I open the door and see the darkened room is already decked out in mats and blankets, ready for full bellied toddlers to tumble down and give the teachers a break.
Sprite leads the way to her mat and blanket and pulls me down to sit with her.
I'm trapped. There's no easy way to get out of here as the rest of the woozy tots clamber in and collapse on their respective real estate. (How much did Sprite pay to score a spot by the window?)
Now resigned to helping Sprite settle down, I stretch out a bit. Seeing me get comfortable makes Sprite more at ease knowing Mommy's not going anywhere. She lays down and starts to play with my left hand as my right hand carresses her cheeks and hair. Her eyes start to close and open a little more slowly every time she tries to come back from that point of limbo, sleep one moment away.

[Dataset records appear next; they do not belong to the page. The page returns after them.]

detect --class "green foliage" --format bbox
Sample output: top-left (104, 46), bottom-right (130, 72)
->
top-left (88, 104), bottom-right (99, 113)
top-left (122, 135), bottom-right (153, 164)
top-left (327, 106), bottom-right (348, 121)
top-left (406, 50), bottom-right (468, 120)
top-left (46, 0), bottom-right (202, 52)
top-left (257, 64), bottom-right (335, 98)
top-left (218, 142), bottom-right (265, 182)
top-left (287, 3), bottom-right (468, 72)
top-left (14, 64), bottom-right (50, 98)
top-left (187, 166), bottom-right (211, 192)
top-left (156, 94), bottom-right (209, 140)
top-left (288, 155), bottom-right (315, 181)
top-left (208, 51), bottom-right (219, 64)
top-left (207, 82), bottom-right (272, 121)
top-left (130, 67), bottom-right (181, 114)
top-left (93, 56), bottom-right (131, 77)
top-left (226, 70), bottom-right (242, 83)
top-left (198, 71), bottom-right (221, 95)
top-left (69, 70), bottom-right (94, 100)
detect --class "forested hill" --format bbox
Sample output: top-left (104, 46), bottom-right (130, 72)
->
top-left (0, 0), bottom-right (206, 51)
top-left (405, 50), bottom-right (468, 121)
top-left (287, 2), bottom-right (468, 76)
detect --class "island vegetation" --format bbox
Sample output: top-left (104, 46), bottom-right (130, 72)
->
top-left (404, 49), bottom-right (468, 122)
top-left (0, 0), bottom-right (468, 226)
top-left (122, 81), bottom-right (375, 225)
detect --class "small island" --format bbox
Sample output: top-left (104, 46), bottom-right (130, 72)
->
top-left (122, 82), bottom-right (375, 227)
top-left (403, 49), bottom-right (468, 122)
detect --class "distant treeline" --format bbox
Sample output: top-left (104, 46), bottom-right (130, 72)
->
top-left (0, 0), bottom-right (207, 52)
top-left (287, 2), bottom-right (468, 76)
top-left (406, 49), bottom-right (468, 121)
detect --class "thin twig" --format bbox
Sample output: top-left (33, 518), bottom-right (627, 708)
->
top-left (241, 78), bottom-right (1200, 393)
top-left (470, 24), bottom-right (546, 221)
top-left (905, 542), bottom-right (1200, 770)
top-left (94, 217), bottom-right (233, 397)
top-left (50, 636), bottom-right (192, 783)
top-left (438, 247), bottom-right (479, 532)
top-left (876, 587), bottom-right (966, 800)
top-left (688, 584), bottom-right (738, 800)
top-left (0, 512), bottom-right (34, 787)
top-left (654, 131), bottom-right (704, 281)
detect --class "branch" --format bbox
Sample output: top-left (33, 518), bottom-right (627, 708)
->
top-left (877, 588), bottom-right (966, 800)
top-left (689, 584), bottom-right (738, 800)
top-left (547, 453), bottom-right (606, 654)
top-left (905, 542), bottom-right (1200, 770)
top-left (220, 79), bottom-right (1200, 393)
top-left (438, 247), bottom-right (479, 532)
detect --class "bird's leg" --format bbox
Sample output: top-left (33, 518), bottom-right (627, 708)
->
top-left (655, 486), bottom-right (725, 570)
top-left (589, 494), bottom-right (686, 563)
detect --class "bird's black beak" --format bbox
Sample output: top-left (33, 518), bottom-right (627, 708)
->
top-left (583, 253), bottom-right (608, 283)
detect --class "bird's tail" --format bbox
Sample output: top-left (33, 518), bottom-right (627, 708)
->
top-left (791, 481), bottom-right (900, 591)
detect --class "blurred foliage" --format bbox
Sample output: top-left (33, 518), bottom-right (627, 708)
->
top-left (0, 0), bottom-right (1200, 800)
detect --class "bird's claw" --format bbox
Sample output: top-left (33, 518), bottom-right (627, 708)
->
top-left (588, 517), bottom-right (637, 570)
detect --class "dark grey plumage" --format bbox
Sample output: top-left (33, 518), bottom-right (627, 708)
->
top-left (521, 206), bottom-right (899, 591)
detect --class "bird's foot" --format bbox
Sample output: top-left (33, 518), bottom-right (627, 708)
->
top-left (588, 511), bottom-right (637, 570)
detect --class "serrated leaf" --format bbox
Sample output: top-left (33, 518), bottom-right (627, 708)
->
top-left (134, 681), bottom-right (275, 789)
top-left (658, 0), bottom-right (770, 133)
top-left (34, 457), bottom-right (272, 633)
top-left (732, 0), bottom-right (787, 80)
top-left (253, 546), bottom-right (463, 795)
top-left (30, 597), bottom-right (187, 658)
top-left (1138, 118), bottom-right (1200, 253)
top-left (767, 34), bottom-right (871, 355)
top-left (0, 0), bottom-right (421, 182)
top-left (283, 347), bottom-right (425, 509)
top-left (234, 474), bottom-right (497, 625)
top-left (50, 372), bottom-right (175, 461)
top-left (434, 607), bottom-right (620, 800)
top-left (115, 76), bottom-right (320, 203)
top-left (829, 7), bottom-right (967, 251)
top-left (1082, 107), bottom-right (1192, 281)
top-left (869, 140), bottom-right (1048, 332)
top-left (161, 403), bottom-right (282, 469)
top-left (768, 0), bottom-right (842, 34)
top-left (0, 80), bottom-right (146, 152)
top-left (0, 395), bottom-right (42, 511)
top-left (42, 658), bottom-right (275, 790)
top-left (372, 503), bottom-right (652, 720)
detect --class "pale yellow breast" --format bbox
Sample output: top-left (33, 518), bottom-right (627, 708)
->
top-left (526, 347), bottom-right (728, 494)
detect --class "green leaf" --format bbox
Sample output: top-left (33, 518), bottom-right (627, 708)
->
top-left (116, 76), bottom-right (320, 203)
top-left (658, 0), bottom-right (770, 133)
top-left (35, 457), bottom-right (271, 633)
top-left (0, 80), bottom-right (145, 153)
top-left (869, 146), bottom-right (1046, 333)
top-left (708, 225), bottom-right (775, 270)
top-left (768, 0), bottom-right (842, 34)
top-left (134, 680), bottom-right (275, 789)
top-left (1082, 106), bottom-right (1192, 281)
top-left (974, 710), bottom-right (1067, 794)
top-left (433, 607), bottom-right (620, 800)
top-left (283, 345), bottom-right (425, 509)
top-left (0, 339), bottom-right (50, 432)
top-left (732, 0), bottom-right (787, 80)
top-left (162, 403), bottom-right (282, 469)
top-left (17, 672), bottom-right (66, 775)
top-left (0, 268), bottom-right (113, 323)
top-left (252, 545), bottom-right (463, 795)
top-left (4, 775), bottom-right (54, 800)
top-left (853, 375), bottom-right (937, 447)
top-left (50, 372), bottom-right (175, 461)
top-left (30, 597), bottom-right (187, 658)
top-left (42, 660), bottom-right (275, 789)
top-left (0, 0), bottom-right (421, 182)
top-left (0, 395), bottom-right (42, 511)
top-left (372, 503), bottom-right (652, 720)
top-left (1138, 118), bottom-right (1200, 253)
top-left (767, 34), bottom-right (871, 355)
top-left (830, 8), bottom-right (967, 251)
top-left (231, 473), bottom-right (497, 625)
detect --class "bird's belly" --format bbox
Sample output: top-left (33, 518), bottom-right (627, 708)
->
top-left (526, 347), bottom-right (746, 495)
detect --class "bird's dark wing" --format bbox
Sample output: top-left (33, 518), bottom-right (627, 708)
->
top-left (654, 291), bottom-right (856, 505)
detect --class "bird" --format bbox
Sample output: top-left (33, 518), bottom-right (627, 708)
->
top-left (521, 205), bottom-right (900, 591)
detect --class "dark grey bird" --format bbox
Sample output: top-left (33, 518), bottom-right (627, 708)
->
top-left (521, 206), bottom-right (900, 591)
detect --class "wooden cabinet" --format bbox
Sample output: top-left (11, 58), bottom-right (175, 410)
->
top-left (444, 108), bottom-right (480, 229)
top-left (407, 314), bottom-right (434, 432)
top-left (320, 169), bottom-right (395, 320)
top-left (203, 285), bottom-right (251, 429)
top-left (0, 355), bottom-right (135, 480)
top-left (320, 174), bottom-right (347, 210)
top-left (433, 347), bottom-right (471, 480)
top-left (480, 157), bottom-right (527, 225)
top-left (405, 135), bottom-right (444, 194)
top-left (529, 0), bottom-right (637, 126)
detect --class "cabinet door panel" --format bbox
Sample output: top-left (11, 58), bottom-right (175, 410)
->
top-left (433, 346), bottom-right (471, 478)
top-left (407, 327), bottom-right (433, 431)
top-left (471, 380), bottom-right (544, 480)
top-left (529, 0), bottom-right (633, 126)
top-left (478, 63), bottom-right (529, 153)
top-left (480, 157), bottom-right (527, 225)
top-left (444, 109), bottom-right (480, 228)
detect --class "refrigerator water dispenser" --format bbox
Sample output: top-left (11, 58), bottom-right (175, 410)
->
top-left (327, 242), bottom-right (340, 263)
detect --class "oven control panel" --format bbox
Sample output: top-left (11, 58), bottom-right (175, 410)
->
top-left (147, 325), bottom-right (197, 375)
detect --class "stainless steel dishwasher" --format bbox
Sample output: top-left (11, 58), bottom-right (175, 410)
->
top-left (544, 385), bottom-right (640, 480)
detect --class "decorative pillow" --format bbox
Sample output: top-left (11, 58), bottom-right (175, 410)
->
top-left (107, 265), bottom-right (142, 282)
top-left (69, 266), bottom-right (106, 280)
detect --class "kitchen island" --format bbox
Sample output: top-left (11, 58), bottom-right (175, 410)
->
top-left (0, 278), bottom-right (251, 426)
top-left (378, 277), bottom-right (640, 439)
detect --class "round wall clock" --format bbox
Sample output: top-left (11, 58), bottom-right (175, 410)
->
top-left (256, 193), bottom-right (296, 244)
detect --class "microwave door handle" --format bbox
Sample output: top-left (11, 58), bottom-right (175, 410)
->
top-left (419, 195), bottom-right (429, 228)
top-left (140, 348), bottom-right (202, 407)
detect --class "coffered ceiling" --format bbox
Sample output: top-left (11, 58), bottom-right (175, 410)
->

My mind starts to drift as I keep the pattern going, my fingers combing through her soft curling hair, occasionally running into small bits of her lunch. (Memo to self, the kid gets a good scrubbing tonight.)
Her eyes are now closed, but her fingers are still moving, playing with my engagement ring and stroking down my fingers in her own pattern.
At this moment, I should be thinking of the unfinished work I have waiting for me at the office. At this moment, I should be making mental notes of the calls I need to return. But, at this moment, all I can do is focus on her fingers slowly stroking mine, all I can do is stare at her peaceful face as her chest slows down and she draws deeper breaths.
All I can do is think about how, at this moment, there is nowhere else in this entire world I would rather be.
Her fingers are now still. She's asleep. I suppress the urge to peck her cheek and slowly, quietly arise to leave.
I slip out of the room and go back to my day where all of the piling paperwork and waiting phone calls suddenly aren't so important anymore.
And it only took a moment for me to remember what truly is.